Fuzzy match only if exact match doesn't exist


#1

I’m trying to write a function to get album data from Spotify’s API for a data frame of albums and artists. Because there are some misspellings in the dataset, I need to use a fuzzy matching function (like agrepl).

However, some artists, like Absu, have albums that are, by agrepl's standards, the same. For example, Absu has an album named “Absu” and another named “Abzu”. I only want the data for 1 of them, but I’ll end up with data for both. I know that you can change max.distance in agrepl, but I need it set fairly low to account for greater misspellings.

Is there a pre-built function or an easy way to tell R

if there is an exact match of album_name with mydata[["Album"]] filter and move on
else: try and find a close match to filter?

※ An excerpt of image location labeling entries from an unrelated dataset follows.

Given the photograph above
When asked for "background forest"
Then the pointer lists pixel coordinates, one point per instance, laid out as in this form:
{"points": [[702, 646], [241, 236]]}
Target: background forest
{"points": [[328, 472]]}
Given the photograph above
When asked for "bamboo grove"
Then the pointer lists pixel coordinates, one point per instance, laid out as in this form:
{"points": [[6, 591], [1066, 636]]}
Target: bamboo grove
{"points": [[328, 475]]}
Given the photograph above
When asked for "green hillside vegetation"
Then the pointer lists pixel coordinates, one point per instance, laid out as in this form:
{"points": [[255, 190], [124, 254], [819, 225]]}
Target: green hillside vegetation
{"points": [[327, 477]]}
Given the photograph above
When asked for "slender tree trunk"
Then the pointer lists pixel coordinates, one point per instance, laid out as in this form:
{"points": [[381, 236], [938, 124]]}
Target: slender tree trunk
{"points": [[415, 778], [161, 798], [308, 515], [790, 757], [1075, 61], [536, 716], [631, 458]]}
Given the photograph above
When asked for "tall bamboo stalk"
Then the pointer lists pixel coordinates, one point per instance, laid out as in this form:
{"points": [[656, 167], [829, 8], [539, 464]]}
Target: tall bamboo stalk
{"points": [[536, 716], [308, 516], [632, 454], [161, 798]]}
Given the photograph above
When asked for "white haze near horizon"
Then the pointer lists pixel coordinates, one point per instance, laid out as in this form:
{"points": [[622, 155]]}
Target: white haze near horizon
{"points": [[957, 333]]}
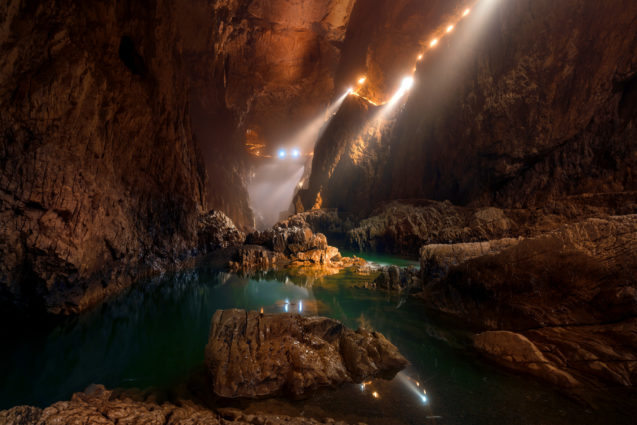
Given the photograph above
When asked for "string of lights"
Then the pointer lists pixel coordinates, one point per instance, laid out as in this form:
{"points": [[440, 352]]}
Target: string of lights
{"points": [[408, 81]]}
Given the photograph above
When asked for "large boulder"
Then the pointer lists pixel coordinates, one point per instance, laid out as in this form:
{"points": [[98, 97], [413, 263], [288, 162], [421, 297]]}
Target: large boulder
{"points": [[259, 355], [97, 405]]}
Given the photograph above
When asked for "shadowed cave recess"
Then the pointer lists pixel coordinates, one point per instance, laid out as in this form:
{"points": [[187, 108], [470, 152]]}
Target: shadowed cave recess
{"points": [[455, 178]]}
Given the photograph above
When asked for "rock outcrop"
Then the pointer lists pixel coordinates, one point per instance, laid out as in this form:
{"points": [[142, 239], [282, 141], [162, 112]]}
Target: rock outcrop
{"points": [[395, 278], [561, 305], [99, 176], [217, 231], [491, 128], [259, 355], [403, 227], [100, 406], [289, 243]]}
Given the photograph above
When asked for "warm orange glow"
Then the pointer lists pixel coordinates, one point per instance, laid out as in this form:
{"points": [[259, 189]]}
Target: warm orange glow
{"points": [[364, 98]]}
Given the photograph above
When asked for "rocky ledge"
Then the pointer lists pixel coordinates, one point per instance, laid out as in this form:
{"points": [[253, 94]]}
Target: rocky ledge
{"points": [[290, 243], [259, 355], [561, 306], [99, 406]]}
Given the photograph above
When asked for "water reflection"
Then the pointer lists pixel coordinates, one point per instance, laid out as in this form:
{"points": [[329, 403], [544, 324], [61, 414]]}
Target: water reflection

Here’s something I’ve tried, but doesn’t work:

get_album_data <- function(x) {
  
  get_artist_audio_features(mydata$Artist[x], return_closest_artist = TRUE) %>% 
    ifelse(album_name %in% mydata$Album[x],
           filter(mydata$Album[x] == album_name,
           filter(agrepl(mydata$Album[x], album_name, ignore.case = TRUE))))
  
}

This is what my code looks like without trying anything special

library(dplyr)
library(spotifyr)
library(purrr)

# from Spotify's developer page
Sys.setenv(SPOTIFY_CLIENT_ID = "xxx")
Sys.setenv(SPOTIFY_CLIENT_SECRET = "xxx")
access_token <- get_spotify_access_token()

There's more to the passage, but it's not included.